RFC1155-SMI::enterprises.674.10892.5.4.600.60.1.9.1.1 = INTEGER: 761
RFC1155-SMI::enterprises.674.10892.5.4.600.60.1.10.1.1 = STRING: "20160421015729.000000-360"
RFC1155-SMI::enterprises.674.10892.5.4.600.60.1.11.1.1 = STRING: "20220920070802.000000-360"

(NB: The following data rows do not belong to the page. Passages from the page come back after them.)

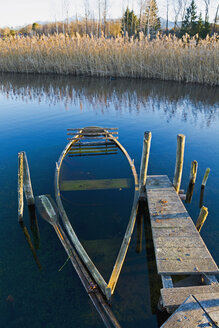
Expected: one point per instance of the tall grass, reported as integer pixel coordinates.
(165, 58)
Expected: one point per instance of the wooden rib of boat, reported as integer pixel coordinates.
(109, 137)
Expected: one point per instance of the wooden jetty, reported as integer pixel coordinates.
(196, 311)
(179, 248)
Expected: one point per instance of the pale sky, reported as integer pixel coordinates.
(15, 13)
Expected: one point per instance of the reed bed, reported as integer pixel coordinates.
(164, 58)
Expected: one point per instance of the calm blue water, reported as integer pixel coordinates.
(34, 115)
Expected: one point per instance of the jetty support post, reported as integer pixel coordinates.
(144, 163)
(31, 203)
(179, 162)
(139, 221)
(204, 181)
(202, 217)
(20, 187)
(192, 179)
(142, 185)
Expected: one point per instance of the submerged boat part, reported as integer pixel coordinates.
(80, 136)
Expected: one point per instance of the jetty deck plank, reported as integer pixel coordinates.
(179, 248)
(195, 313)
(173, 297)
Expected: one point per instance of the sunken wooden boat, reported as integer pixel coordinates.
(92, 141)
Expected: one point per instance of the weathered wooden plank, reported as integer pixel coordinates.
(182, 253)
(93, 154)
(171, 223)
(189, 315)
(180, 266)
(210, 279)
(209, 301)
(173, 297)
(100, 184)
(179, 248)
(178, 241)
(20, 186)
(167, 281)
(174, 232)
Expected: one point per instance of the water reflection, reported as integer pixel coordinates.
(171, 99)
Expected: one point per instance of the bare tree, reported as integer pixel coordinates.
(105, 9)
(183, 9)
(167, 17)
(215, 19)
(207, 4)
(177, 8)
(66, 8)
(87, 14)
(99, 18)
(142, 7)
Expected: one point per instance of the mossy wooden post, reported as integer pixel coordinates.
(204, 181)
(31, 203)
(202, 217)
(139, 233)
(144, 162)
(30, 244)
(179, 161)
(192, 178)
(20, 187)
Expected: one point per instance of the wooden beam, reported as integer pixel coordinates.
(144, 161)
(192, 179)
(179, 161)
(20, 186)
(202, 217)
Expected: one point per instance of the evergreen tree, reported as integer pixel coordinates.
(152, 18)
(189, 24)
(129, 22)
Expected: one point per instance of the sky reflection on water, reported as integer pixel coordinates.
(34, 115)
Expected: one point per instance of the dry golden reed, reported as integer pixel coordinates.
(164, 58)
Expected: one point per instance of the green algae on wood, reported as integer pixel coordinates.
(100, 184)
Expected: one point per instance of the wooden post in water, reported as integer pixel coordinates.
(202, 217)
(31, 203)
(27, 236)
(192, 178)
(203, 187)
(139, 233)
(144, 162)
(179, 162)
(20, 187)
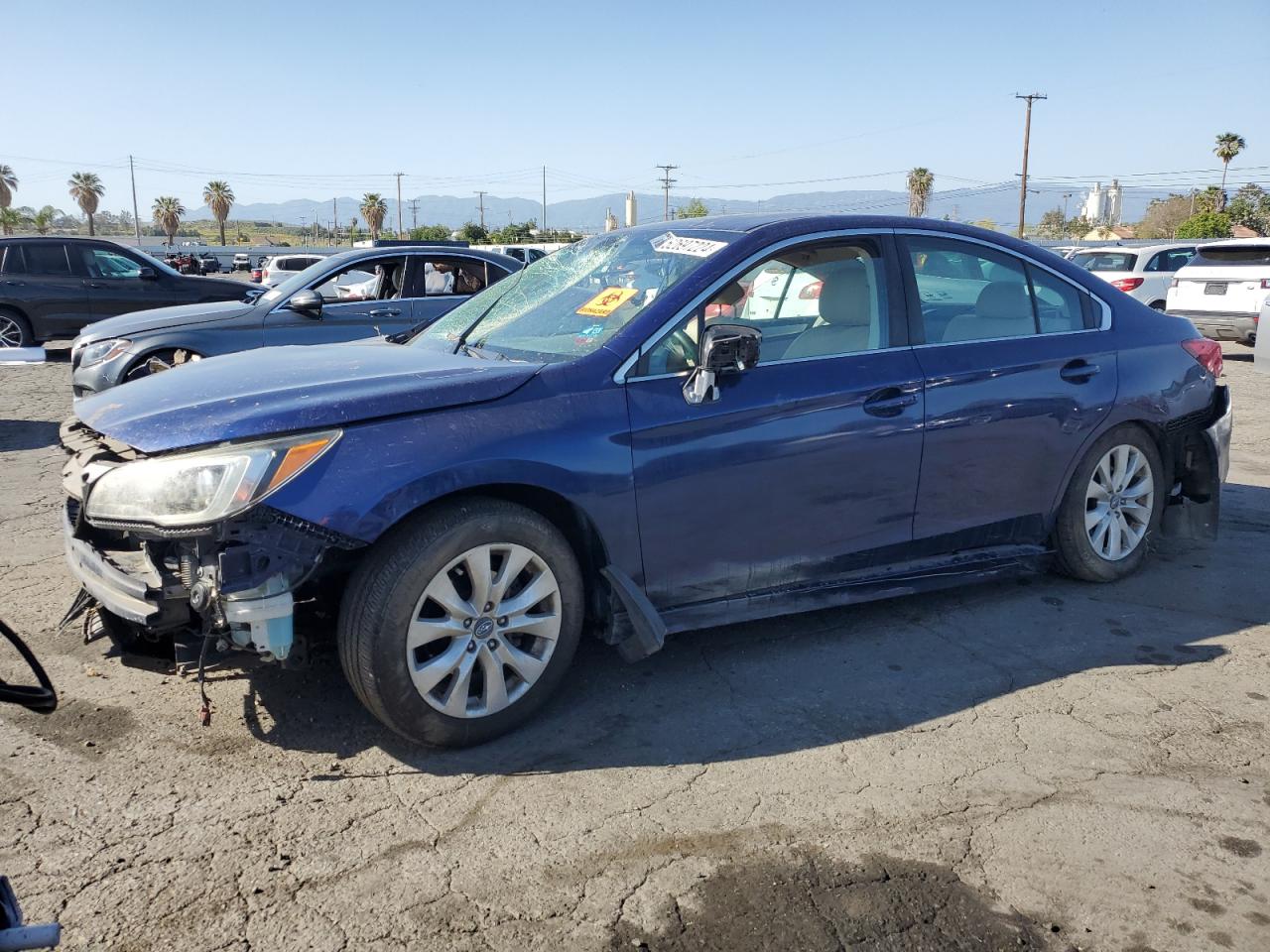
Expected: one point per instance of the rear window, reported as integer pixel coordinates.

RFC1155-SMI::enterprises.674.10892.5.4.600.60.1.12.1.1 = INTEGER: 33
RFC1155-SMI::enterprises.674.10892.5.4.600.60.1.13.1.1 = STRING: "20160421015729.000000-360"
RFC1155-SMI::enterprises.674.10892.5.4.600.60.1.14.1.1 = STRING: "20220920070802.000000-360"
RFC1155-SMI::enterprises.674.10892.5.4.600.60.1.15.1.1 = INTEGER: 371
RFC1155-SMI::enterprises.674.10892.5.4.600.60.1.16.1.1 = INTEGER: 660
RFC1155-SMI::enterprises.674.10892.5.4.600.60.1.17.1.1 = INTEGER: 3
RFC1155-SMI::enterprises.674.10892.5.4.600.60.1.18.1.1 = INTEGER: 0
RFC1155-SMI::enterprises.674.10892.5.4.600.60.1.19.1.1 = INTEGER: 520
RFC1155-SMI::enterprises.674.10892.5.4.600.60.1.20.1.1 = INTEGER: 429
RFC1155-SMI::enterprises.674.10892.5.4.600.60.1.21.1.1 = INTEGER: 139
.60.1.9.1.1
=> powerUsagePeakWattspowerUsagePeakWatts
.60.1.20.1.1
=> powerUsageInstantaneousHeadroom
.60.1.16.1.1
=> powerUsageMaxPotentialPower
It should be possible to expose IDRAC SNMP air intake temperatures. Add these as service to thruk, to improver early warnings on over temp events.